Tętno dla mężczyzn: <45 i >100 uderzeń na minutę (bpm), kobiety: <50 i >100 bpm Odstęp PR dla mężczyzn: <120 i >220 milisekund (ms) Odstęp QRS dla mężczyzn: <70 i >120 ms Czas trwania QT skorygowany o odstęp tętna (QTc) (Fridericia) dla mężczyzn: >450 ms Uwaga: Tętno od 100 do 110 uderzeń na minutę można ponownie sprawdzić za pomocą EKG lub funkcji życiowych w ciągu 30 minut, aby zweryfikować kwalifikowalność.

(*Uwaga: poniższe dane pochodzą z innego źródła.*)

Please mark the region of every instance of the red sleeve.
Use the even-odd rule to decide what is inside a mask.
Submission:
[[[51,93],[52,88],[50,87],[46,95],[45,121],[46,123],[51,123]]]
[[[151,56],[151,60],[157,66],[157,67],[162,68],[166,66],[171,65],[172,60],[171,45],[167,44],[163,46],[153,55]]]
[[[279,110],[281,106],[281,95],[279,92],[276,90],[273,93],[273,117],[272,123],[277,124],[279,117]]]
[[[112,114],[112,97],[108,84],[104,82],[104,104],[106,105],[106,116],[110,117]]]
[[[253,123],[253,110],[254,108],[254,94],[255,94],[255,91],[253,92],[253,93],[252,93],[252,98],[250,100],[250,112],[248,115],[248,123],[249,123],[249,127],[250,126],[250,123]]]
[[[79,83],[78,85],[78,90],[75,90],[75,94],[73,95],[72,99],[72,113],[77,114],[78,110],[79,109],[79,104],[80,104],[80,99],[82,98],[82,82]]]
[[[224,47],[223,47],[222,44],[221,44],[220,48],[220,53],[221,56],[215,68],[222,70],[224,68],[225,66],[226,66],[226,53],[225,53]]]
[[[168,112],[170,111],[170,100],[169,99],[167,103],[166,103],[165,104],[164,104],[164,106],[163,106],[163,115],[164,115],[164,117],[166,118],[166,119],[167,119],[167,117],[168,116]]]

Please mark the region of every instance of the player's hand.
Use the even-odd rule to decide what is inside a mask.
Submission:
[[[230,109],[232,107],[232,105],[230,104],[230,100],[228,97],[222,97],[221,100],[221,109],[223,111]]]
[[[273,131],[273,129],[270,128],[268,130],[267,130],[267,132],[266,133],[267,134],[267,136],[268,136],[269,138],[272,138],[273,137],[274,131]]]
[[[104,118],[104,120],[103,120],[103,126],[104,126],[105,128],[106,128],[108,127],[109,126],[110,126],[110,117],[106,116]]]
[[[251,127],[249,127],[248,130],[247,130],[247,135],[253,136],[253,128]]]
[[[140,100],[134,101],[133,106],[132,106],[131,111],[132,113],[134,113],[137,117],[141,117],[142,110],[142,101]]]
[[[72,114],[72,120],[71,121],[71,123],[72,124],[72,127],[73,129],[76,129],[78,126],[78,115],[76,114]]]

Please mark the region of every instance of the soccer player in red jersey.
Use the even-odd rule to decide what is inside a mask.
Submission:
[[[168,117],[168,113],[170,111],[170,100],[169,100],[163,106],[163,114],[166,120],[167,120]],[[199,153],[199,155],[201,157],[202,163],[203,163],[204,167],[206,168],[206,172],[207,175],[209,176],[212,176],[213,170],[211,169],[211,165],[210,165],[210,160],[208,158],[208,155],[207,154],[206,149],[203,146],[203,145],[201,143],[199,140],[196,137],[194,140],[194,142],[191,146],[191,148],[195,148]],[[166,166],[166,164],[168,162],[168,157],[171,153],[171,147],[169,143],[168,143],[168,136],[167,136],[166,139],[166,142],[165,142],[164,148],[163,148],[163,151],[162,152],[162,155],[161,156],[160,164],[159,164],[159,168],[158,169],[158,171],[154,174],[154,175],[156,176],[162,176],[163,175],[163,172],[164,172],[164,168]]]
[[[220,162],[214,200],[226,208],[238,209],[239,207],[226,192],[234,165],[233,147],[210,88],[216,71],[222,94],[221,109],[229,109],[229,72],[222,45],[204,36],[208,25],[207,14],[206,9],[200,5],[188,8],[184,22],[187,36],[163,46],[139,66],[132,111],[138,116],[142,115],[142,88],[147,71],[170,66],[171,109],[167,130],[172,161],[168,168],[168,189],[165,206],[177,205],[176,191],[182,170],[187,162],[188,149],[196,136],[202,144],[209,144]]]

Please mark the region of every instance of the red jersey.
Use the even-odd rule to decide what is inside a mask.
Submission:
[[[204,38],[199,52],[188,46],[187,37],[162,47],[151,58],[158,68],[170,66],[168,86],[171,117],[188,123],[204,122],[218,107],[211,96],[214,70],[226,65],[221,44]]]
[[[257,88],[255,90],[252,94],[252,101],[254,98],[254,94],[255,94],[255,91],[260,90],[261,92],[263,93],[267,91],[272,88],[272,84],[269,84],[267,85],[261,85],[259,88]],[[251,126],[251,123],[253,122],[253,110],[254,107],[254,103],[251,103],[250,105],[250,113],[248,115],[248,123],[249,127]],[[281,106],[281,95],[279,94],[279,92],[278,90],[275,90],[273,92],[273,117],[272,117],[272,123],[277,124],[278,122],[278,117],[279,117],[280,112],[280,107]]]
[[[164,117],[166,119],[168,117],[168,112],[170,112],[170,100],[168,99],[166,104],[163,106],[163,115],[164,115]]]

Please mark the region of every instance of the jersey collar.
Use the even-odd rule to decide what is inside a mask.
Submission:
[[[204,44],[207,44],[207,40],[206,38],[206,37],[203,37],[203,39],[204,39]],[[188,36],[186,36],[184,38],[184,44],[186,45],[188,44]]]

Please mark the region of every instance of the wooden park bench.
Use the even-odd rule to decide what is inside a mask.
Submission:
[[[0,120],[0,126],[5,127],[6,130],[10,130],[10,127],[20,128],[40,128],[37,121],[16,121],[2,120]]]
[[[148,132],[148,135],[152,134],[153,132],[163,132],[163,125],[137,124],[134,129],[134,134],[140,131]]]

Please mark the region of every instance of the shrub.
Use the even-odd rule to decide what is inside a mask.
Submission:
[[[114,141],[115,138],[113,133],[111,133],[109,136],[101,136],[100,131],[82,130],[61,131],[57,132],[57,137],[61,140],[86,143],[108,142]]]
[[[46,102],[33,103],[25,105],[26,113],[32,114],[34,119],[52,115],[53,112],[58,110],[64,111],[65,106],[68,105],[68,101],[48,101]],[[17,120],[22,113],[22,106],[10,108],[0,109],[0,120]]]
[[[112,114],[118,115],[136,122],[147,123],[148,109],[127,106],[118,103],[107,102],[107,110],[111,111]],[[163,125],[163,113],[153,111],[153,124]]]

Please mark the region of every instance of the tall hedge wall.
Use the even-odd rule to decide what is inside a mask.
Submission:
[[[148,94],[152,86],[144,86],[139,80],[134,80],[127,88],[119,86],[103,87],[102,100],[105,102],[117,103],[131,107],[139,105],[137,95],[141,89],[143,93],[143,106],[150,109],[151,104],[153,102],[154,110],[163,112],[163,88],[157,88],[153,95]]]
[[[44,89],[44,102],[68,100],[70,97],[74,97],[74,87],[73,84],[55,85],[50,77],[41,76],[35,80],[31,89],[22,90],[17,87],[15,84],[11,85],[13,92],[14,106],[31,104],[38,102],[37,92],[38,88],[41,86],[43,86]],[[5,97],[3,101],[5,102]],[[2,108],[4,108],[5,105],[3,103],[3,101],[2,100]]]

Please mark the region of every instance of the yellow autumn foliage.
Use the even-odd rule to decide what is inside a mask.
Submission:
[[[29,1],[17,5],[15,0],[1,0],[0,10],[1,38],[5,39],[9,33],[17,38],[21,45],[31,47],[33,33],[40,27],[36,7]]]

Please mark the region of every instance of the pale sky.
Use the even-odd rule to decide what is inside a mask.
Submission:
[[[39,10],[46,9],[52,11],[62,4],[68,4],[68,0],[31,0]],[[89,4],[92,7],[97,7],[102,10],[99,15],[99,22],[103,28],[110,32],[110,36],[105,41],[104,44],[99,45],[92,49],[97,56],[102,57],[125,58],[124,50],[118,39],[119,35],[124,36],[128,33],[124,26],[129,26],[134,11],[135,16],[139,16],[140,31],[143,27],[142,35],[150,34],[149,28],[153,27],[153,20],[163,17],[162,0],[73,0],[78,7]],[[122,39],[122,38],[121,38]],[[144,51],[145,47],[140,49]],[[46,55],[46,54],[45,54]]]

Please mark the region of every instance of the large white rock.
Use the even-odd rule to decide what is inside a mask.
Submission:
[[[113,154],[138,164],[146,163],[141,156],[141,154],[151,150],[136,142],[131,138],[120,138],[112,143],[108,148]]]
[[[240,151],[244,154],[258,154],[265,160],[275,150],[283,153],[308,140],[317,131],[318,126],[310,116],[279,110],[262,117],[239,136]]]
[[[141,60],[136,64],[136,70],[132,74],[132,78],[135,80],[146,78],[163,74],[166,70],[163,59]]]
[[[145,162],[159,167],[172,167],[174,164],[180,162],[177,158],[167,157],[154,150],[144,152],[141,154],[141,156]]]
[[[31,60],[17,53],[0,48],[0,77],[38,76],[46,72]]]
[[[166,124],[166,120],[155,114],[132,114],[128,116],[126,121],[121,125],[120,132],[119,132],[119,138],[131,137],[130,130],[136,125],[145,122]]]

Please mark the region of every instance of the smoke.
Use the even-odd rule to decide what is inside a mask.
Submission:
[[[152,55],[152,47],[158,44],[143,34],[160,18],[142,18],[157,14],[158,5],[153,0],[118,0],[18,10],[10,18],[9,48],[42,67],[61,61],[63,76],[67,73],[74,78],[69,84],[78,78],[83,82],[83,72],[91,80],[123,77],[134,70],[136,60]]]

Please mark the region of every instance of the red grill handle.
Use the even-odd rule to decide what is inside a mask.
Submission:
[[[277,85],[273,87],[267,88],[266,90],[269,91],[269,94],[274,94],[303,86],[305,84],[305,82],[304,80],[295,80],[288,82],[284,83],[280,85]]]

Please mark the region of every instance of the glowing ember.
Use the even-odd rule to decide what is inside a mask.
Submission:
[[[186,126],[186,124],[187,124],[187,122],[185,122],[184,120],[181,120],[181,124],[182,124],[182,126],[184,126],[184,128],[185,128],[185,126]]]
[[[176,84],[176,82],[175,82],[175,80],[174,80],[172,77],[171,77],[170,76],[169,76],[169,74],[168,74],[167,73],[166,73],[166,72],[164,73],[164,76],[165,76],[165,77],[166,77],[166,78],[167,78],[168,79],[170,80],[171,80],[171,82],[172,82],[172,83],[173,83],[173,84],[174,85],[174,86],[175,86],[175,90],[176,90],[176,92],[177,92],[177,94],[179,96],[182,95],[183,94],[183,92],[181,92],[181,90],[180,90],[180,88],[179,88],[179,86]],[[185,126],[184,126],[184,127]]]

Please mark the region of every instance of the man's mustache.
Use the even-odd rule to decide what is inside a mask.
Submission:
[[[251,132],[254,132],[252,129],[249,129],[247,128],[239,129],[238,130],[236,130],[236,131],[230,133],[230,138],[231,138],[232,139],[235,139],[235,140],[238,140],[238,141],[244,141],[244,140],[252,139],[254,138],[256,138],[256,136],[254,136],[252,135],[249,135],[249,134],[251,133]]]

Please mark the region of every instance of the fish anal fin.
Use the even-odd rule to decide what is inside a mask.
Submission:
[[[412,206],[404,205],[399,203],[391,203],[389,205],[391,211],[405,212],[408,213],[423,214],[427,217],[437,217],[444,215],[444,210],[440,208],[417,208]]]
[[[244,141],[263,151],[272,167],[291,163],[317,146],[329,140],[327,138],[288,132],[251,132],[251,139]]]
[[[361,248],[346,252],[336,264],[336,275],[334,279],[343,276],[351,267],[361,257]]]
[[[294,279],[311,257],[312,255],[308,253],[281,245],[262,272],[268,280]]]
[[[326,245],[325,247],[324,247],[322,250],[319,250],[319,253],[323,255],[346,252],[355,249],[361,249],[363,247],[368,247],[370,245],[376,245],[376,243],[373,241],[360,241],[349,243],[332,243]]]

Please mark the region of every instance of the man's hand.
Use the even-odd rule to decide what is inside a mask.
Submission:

Dowody na przebyty zawał mięśnia sercowego (nie obejmuje zmian odcinka ST związanych z repolaryzacją).

Jakiekolwiek zaburzenia przewodzenia (w tym, ale nie specyficzne, całkowity blok lewej lub prawej odnogi pęczka Hisa, blok przedsionkowo-komorowy (blok przedsionkowo-komorowy) (2. stopnia lub wyższy), zespół Wolfa Parkinsona-White'a [WPW]).

Pauzy zatokowe >3 sekundy. Każda istotna arytmia, która w opinii głównego badacza LUB monitora medycznego GSK będzie zakłócać bezpieczeństwo indywidualnego uczestnika.

Nieutrwalony lub utrzymujący się częstoskurcz komorowy (>=3 kolejne pobudzenia komorowe).

• Zatrudnienie w firmie Janssen i GSK lub w Badaczu lub ośrodku badawczym, z bezpośrednim zaangażowaniem w proponowane badanie lub inne badania pod kierunkiem tego Badacza lub ośrodka badawczego, a także członków rodzin pracowników lub Badacza.